In order to study the effect of temperature of our system we need a method to acquire reliable values for the averages of energy and magnification. This is done by taking the mean value of the attribute over an extended number of cycles when at equilibrium. It is therefore required to ignore the values prior to the equilibrium being achieved. The speed at which equilibrium is established depends on the size of the Ising lattice and also the temperature. Over several runs it was noted that having a larger system size and higher temperature increased the number of cycles required to come to equilibrium. For larger lattices this is because the probability of choosing a spin element that lowers the energy of the system is related to the inverse square of the length of the matrix (we note that the ΔE term is not dependent on lattice size, so can be ignored for comparison of two situations where only the size varies). However, the effect of temperature can be explained by the exp(-ΔE/T) term. As T tends to infinity the exponential function tends to 1, and as T tends to 0 so does the exponential function.
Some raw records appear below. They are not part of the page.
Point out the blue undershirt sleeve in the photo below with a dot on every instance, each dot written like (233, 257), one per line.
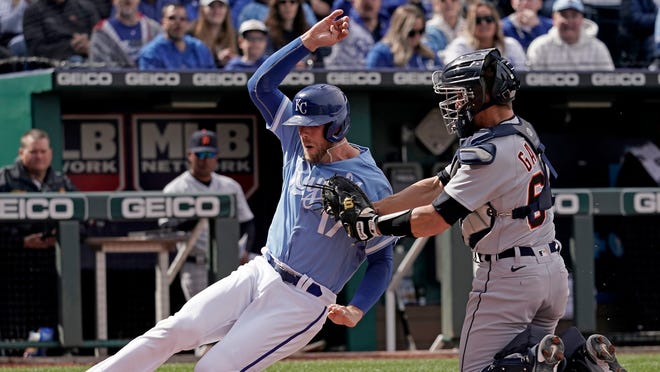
(262, 86)
(375, 281)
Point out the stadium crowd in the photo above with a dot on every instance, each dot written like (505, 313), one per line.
(407, 34)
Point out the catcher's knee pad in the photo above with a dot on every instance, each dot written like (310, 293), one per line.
(577, 357)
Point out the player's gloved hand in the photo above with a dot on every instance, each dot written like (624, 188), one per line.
(346, 202)
(361, 227)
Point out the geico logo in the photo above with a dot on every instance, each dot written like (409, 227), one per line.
(552, 79)
(618, 79)
(412, 78)
(36, 208)
(180, 206)
(646, 202)
(152, 78)
(354, 78)
(219, 79)
(299, 78)
(567, 203)
(84, 78)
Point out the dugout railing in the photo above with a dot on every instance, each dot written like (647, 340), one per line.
(581, 205)
(69, 210)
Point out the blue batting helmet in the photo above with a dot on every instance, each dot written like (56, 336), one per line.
(321, 104)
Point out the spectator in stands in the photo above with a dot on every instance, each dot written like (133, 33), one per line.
(569, 45)
(525, 23)
(11, 27)
(252, 40)
(215, 29)
(321, 8)
(27, 253)
(445, 24)
(117, 41)
(59, 29)
(259, 9)
(636, 26)
(368, 26)
(173, 49)
(402, 46)
(483, 30)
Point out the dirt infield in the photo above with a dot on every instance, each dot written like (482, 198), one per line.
(9, 362)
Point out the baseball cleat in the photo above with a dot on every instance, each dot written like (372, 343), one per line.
(602, 351)
(549, 353)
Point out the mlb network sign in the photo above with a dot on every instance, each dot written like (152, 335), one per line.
(42, 207)
(138, 207)
(93, 151)
(160, 143)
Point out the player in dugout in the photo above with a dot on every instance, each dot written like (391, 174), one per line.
(498, 186)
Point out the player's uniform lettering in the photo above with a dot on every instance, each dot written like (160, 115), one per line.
(534, 191)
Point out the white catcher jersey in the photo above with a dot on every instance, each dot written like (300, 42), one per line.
(510, 181)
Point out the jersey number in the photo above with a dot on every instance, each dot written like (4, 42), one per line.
(535, 187)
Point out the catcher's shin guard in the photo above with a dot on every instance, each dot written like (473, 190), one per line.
(589, 355)
(601, 350)
(548, 354)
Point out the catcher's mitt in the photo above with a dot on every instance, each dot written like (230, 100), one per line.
(346, 202)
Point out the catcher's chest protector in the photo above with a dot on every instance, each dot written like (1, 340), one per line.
(477, 150)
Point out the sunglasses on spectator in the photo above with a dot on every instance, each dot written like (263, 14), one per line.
(206, 155)
(180, 19)
(412, 33)
(487, 19)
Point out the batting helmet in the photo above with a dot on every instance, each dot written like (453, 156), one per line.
(472, 83)
(322, 104)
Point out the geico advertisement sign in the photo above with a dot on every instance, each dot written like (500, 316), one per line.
(93, 151)
(570, 203)
(167, 207)
(641, 202)
(41, 208)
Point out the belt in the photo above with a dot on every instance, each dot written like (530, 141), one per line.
(524, 251)
(292, 278)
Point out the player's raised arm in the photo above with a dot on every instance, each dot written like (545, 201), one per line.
(327, 32)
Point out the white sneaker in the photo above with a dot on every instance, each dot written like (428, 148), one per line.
(201, 350)
(602, 351)
(549, 353)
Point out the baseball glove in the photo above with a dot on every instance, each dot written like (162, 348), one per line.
(346, 202)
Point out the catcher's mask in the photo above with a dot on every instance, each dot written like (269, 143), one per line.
(322, 104)
(472, 83)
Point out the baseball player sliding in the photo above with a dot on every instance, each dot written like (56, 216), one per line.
(273, 305)
(498, 186)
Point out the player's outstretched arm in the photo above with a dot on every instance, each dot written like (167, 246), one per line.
(326, 32)
(420, 193)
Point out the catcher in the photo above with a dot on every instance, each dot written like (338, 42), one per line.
(498, 186)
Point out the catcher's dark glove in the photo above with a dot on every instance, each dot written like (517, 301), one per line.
(346, 202)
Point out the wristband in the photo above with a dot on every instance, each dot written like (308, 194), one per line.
(397, 224)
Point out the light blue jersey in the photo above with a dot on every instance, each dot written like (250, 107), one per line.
(301, 234)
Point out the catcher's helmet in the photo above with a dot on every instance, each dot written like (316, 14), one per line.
(471, 83)
(321, 104)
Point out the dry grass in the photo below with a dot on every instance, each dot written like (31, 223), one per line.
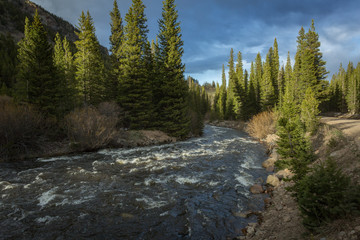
(89, 129)
(262, 125)
(20, 127)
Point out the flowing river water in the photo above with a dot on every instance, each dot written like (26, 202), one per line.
(187, 190)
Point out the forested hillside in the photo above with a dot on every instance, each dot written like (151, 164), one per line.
(140, 84)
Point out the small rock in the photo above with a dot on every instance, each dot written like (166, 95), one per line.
(279, 207)
(339, 153)
(250, 231)
(273, 181)
(286, 173)
(270, 169)
(256, 189)
(253, 225)
(341, 234)
(275, 154)
(268, 163)
(287, 218)
(267, 201)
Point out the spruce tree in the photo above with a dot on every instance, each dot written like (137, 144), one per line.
(268, 97)
(275, 64)
(116, 43)
(69, 74)
(309, 111)
(258, 79)
(37, 79)
(239, 87)
(353, 94)
(222, 96)
(90, 69)
(230, 103)
(173, 105)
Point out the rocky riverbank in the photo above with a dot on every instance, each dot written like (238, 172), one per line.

Therefore at higher temperatures the system is more likely to accept a spin change that raises the total energy, which means it takes longer to arrive at the equilibrium state from a random distribution. We should also mention that over the Curie Temperature there will be no net magnetisation and that the system equilibrilises about an equal number of randomly distributed spin up/down.

The periods required for the equilibrium were found by repeating ILfinalframe.py 10 times for each temperature/size combination. Reported is an up-rounded approximation of the number of cycles required to reach equilibrium. Selected "typical" figures of "Ilfinalfram.py" are included to evidence this.

Number of cycles required to reach equilibrium

NA- suggests that either the simulation temperature was above the Curie Temperature so no spontaneous magnetisation could occur or equilibrium was not reached in the time scope of this basic investigation.

Typical prints from Ilfinalframe.py

The modification of IsingLattice.py allowed the user to modify the number of cycles that could be discarded before average values began to be calculated. For scanning different temperatures for the largest lattice sizes, a period of discard of 100000 was chosen. This represented a balance between ensuring the lattice could reach equilibrium, whilst also maintaining a realistic calculation time.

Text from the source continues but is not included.